これは成田屋の忠信

歌舞伎座の昼の部は狐忠信の三幕
鳥居前 吉野山 川連法眼館
鳥居前で荒事,吉野山で和事,川連法眼で物の怪と武士を演じる。
一日でこれを演じ分けるのは市川海老蔵
今回,オモダカ屋の猿之助さんに指導を仰いだということだが,これは成田屋の忠信として昇華したと感心した。

鳥居前の静御前の春猿さんは後の玉様を凌ぐ美しさ
怒られる弁慶役の権十郎さんの声の感じが鳥居前の弁慶によく似合う
そして,市蔵さんの早見の藤太。早見の藤太が市蔵さんに似てるんだな。すべからく藤太の本流は片岡市蔵,松島屋にアリ。他の人の藤太は市蔵さんの真似事だ!

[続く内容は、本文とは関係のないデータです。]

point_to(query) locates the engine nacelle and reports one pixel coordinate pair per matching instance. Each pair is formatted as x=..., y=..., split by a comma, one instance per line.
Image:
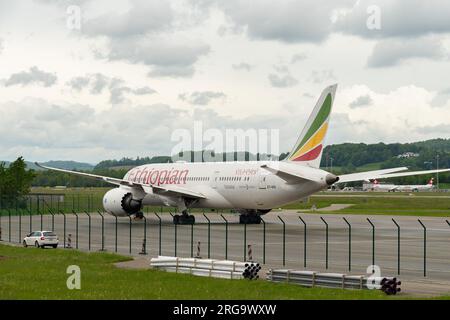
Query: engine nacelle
x=258, y=212
x=120, y=202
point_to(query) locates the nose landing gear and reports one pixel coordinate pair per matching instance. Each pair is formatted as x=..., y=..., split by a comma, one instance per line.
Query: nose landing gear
x=184, y=218
x=249, y=219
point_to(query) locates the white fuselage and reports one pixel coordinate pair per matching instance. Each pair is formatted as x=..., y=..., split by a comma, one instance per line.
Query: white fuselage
x=243, y=185
x=404, y=188
x=409, y=188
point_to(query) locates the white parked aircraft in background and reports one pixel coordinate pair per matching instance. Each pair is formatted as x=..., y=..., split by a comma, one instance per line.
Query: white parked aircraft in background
x=251, y=188
x=376, y=186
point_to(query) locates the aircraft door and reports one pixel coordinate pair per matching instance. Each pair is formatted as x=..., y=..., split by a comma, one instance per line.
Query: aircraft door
x=215, y=179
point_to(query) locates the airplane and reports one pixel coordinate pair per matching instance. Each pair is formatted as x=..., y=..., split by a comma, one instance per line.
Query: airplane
x=377, y=186
x=408, y=188
x=251, y=188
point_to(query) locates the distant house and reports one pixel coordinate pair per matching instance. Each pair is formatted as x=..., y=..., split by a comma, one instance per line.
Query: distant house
x=407, y=155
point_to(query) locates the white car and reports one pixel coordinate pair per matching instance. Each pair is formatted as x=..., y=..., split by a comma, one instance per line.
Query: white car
x=41, y=239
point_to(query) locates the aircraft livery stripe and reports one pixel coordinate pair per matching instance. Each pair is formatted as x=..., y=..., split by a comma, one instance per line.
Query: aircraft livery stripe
x=313, y=142
x=321, y=117
x=310, y=155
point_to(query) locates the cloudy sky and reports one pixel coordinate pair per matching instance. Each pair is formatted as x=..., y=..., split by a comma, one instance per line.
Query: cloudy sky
x=88, y=81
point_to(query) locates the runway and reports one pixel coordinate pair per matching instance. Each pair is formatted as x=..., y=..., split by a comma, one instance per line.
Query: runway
x=270, y=248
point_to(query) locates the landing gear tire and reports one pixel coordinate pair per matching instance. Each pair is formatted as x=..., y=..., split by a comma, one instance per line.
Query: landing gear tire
x=139, y=215
x=249, y=219
x=183, y=219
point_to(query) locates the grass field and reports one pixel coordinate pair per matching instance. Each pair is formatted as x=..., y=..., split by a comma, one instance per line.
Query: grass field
x=408, y=205
x=29, y=273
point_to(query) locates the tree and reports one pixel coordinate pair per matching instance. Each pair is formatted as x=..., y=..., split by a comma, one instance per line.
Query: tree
x=15, y=181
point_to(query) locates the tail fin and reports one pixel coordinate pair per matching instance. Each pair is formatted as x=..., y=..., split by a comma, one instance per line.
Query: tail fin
x=309, y=146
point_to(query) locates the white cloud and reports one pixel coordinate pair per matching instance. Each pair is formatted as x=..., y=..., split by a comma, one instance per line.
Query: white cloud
x=33, y=76
x=399, y=18
x=287, y=21
x=165, y=55
x=202, y=98
x=143, y=17
x=361, y=101
x=242, y=66
x=116, y=86
x=390, y=52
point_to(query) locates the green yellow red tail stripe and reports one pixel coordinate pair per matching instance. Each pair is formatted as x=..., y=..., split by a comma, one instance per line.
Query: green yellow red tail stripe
x=310, y=144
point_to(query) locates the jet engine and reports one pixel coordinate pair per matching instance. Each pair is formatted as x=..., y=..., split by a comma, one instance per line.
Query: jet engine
x=120, y=202
x=251, y=216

吉野山は新しい試みで竹本のみ清元なしの試み,藤太への笠ブーメランもなし。新しい試み,俺はちょっとバツ。鳥居前とカブルからこう言う趣向にしたのかな?

四の切り(川連法眼館)は海老蔵の独壇場。新橋で見たときより,親子の情愛が伝わり,涙。物の怪姿も悪戯好きの子狐の仕草とはこういうものかと頷いた。

二つの幕間が35分ずつあってもてあまし気味。
海老蔵にかかる負担が大きい興業になってしまって,本興業というより座長公演状態。それはそれでいいんだけれど,千秋楽まで成田屋さんがんばってね!